Una tras otra, las hermosas ciudades de la costa norte de África, Trípoli, Caesarea, Rusguniae, una ristra de perlas romanas con siglos de lazos comerciales y culturales con la madre patria, fueron conquistadas en una orgía de sangre y fuego. Hasta el gran obispo Agustín fue incapaz de repeler la matanza y, cercado en la ciudad fortificada de Hipona, había muerto debido a una combinación de edad avanzada, hambre y pura furia. Por fin, los vándalos se apoderaron de Cartago, junto con los territorios agrícolas y la riqueza de Numidia. De esa forma, todo el sur del Mediterráneo estaba al alcance de sus garras. En su origen un pueblo de los bosques, los vándalos se lanzaron hacia el mar como marsopas. En cada puerto se levantaban nuevos astilleros, que se convertían en bastiones de las operaciones marítimas de los vándalos. La extorsión y el saqueo se convirtieron en norma, y las islas romanas del Mediterráneo (Cerdeña, Córcega y Sicilia) quedaron reducidas a baluartes de los piratas vándalos. Las costas de Hispania y la Galia fueron arrasadas, y ni siquiera Roma se salvó, tal como demostraba el ataque de los vándalos catorce años atrás, del que la riqueza y la confianza de la ciudad aún no se habían recuperado.

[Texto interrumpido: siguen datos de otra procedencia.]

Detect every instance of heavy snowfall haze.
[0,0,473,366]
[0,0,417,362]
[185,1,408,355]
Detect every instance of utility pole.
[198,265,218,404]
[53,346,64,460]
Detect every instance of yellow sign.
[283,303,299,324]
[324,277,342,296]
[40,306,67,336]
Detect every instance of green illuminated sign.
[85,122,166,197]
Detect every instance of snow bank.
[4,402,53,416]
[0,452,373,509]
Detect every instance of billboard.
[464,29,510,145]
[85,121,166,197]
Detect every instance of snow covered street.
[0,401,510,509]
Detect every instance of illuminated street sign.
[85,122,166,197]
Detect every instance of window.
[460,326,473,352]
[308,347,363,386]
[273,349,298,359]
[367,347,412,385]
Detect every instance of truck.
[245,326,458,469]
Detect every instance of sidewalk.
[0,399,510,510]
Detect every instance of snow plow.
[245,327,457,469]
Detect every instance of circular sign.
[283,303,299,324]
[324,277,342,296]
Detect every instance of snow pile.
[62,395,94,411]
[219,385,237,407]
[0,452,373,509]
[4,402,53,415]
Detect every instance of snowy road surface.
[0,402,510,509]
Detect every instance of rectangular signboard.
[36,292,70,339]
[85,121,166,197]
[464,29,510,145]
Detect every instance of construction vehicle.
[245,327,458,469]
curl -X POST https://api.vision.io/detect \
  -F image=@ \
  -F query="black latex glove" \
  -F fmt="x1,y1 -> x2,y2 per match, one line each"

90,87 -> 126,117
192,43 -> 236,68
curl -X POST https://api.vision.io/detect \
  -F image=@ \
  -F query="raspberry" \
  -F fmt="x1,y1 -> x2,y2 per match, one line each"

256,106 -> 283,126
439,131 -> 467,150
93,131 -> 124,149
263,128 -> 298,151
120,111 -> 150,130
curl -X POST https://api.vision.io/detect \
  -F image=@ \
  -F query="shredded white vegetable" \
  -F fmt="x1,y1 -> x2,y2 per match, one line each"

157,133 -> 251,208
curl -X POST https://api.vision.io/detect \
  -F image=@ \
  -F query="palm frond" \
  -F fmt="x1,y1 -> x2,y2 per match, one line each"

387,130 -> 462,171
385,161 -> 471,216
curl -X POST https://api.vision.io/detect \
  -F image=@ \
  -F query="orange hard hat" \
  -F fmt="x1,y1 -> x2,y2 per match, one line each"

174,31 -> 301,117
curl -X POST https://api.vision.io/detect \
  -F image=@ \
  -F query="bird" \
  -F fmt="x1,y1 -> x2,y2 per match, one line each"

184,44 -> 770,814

Detrás de todo ello se encontraba Genserico, un hombre tullido, siempre pensativo y parco en palabras, que desdeñaba el lujo pero anhelaba la riqueza, propenso a salvajes ataques de rabia, maestro de la intriga entre los clanes vándalos, y astuto a la hora de sembrar las semillas de la división, de conjurar nuevos odios. Era el mismo hombre que había conducido a su tribu errante desde Hispania a las cálidas playas de Mauritania, y a la actual gloria de Cartago. Ahora era viejo, muy viejo, aunque Ricimero no estaba seguro de que eso fuera importante, porque algunas razas parecen debilitarse con la edad, y otras, como al parecer los vándalos, se hacen más fuertes. Era Genserico quien había dirigido el ataque contra Roma, proferido obscenidades desde la proa de un barco pirata salpicado de sangre que embestía contra los muelles de Ostia. Era Genserico quien se había mofado de Ricimero durante la última década, apareciendo al frente de sus escuadrones navales justo cuando Roma menos lo esperaba, asolando rutas de navegación, enriqueciéndose con los tesoros de los senadores y sus esposas que capturaba y retenía para pedir rescate, burlándose de los intentos de Roma de destruirle. Era Genserico quien había empujado a Agustín a la desesperación al ver ciudades enteras saqueadas, villas arrasadas, sus propietarios asesinados, las iglesias privadas de sacerdotes, y vírgenes y ascetas dispersados, algunos torturados hasta la muerte, otros asesinados en el acto, los más, como prisioneros, reducidos a la pérdida de su integridad, espiritual y corporal, para servir a un enemigo malvado y brutal…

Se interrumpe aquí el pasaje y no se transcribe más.